Above: a then relatively unknown Rafael Palmeiro talks to Congress in March
BALTIMORE - Orioles slugger Rafael Palmeiro, never a household name despite years of Hall of Fame-caliber production and consistency, finally received long-overdue national media coverage this week. Palmeiro, who at a congressional hearing in March vehemently denied ever having used steroids, made front-page news by becoming the first major star to be caught violating baseball's new steroid policy.

"I've been saying all along that Raffy deserved that national spotlight," said Baltimore Sun columnist John Eisenberg. "Finally, everybody's talking about him. And if anybody deserves that right now, it's him."

Palmeiro ensured that his story wouldn't escape national notice by ridiculously claiming that he had never knowingly taken steroids, and that he had no knowledge of how steroids had gotten into his system.

"It must have been something I ate or drank," Palmeiro said. "Are there steroids in Mountain Dew?"

Not only have the number of news stories, editorials and late-night monologue jokes about the previously seldom-talked-about Palmeiro skyrocketed in the last few days, but a lively debate has also sprung up about his chances of getting into the Hall of Fame once he retires.

"There are a bunch of issues we've got to consider now," said ESPN's Peter Gammons, himself inducted into the Hall of Fame as a sportswriter this year. "Palmeiro was never the best player at his position or the best player in his league, but most people would have said that reaching the 3,000 hit-500 home run milestone would have made him an automatic Hall of Famer.

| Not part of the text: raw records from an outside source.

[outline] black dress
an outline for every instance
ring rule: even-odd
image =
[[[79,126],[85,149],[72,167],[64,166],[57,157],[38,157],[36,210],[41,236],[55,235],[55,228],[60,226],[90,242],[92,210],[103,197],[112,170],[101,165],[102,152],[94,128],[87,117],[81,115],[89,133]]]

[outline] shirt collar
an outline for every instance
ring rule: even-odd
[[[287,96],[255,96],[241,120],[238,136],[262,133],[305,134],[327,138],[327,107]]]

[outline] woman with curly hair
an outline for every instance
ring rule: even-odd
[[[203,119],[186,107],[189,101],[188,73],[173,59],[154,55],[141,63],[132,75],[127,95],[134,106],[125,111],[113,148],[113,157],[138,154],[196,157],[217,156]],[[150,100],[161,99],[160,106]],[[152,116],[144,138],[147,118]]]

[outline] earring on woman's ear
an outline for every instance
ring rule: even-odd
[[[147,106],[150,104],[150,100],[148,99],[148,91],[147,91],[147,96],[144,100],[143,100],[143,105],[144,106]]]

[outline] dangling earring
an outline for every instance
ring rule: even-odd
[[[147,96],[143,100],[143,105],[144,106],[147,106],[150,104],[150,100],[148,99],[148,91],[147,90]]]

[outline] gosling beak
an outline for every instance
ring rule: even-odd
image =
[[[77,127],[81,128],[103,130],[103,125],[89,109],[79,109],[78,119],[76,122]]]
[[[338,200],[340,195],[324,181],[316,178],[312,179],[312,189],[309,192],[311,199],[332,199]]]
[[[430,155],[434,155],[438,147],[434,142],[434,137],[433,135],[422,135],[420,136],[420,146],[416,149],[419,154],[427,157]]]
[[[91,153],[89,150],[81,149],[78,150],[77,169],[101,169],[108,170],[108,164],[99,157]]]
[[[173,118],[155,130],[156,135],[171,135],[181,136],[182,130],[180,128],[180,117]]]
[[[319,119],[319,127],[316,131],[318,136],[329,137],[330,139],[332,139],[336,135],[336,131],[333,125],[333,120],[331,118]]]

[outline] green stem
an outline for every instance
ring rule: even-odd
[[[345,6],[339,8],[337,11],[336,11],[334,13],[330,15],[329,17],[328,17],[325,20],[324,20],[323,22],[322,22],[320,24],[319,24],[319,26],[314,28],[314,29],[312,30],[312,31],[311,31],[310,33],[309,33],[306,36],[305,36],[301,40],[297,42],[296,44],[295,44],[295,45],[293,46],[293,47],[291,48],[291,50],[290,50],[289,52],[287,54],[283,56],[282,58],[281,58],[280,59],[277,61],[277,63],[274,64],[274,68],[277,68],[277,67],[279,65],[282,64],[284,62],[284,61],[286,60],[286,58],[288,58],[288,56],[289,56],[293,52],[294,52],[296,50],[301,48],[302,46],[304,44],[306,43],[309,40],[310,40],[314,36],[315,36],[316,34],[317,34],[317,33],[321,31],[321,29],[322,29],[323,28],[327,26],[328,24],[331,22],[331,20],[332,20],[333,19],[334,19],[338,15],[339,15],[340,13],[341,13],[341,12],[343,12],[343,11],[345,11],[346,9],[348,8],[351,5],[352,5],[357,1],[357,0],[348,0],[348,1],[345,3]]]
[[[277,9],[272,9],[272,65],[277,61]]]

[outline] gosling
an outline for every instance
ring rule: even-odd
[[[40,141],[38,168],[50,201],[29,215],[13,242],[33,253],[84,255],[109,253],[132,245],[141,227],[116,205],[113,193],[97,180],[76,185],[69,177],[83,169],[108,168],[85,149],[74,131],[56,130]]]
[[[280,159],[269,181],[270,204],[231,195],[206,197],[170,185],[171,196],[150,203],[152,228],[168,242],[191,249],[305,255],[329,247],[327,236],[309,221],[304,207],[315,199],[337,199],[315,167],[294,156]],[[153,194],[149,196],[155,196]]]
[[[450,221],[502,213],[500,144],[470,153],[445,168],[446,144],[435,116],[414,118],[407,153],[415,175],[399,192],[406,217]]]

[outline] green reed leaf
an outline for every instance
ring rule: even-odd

Now, you've got to wonder how good he would have been if he'd played without steroids. Would he have been any better than, say, Mark Grace? Also, what if guys like Andre Dawson or Jim Rice had taken steroids during their careers? How many homers would a juiced-up Andre Dawson have hit? 1,000?"

Palmeiro, who hit 95 home runs in his first seven big league seasons, has hit 474 in the 13 years since.